Did you miss driving when you retired? Rapp: Not too much, because I was still going to the track with my fuel and tire truck. I was busy. I kept going to the track until the last couple of years. I just retired a couple of years ago.
You were dedicated to your job as a supplier. Rapp: At Calistoga I got a hall of fame and it wasn't because I had great achievements there. I got third in the main there one night. I got some other fifth, sixth places, stuff like that. The big thing was I had been hauling fuel and tires there for about 45 years (laughs). We'd bring 15 barrels of fuel for a weekend. Louis (Vermeil) said to me way back in '53, “I'd like you to bring a barrel of fuel with you,” and that's how it got started.
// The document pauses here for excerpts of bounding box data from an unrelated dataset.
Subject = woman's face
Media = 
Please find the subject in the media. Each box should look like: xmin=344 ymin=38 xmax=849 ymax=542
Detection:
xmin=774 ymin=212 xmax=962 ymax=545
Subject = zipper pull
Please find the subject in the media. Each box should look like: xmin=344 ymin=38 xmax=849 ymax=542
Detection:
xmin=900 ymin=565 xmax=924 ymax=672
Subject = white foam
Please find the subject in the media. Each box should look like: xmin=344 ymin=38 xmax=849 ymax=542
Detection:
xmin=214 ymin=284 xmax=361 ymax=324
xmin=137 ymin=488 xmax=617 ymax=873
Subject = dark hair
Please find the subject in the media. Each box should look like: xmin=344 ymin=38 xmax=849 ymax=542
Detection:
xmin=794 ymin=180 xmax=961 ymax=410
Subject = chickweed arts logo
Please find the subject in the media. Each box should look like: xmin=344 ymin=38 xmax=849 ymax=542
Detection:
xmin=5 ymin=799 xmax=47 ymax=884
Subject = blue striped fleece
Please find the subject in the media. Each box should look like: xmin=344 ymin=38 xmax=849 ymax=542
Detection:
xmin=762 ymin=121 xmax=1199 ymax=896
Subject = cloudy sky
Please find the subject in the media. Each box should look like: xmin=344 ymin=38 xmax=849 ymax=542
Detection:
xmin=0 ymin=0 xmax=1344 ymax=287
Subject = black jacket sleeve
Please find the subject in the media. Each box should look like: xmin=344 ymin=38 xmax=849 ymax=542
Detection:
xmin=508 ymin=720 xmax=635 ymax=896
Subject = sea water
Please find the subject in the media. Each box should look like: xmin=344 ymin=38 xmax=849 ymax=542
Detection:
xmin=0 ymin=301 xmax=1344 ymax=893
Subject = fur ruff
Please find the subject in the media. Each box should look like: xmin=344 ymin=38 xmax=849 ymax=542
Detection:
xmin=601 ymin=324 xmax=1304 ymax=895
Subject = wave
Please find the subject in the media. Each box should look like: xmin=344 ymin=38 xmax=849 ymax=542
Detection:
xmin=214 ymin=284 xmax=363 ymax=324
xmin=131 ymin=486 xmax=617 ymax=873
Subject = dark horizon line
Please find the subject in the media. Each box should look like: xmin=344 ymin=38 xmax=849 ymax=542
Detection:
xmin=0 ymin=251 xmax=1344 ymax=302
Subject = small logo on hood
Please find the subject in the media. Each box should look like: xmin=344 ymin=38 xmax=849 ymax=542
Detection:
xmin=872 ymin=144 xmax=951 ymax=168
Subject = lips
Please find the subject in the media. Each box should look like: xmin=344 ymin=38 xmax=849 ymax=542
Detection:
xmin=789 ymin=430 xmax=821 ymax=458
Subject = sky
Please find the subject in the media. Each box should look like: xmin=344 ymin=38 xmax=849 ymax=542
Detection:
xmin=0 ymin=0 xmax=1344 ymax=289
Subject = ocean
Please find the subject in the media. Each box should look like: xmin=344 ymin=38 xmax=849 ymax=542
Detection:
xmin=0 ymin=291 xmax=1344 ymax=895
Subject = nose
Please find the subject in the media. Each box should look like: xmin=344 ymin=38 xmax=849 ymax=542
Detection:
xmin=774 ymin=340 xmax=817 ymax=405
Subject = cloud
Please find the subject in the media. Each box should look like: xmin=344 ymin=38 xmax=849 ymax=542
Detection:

I gradually built it up. I had a 1,000 gallon tank and then a 6,000 gallon tank in South San Francisco. A friend of my dad's had an oil company there and they had all these tanks, so I bought a tank. You got a better price when you took big quantities. One year I sold nearly 22,000 gallons of fuel.
To what do you attribute your longevity? Rapp: Take care of the body by eating the right kinds of food and don't eat any junk foods. Stay healthy. When I was running a 50- or 100-lapper, I would exercise every other night before I went to bed. That gave me stamiina.
Racing has been my life. And as the saying goes, “Would you like to live your life over again?” I would. Some people wouldn''t, but I would.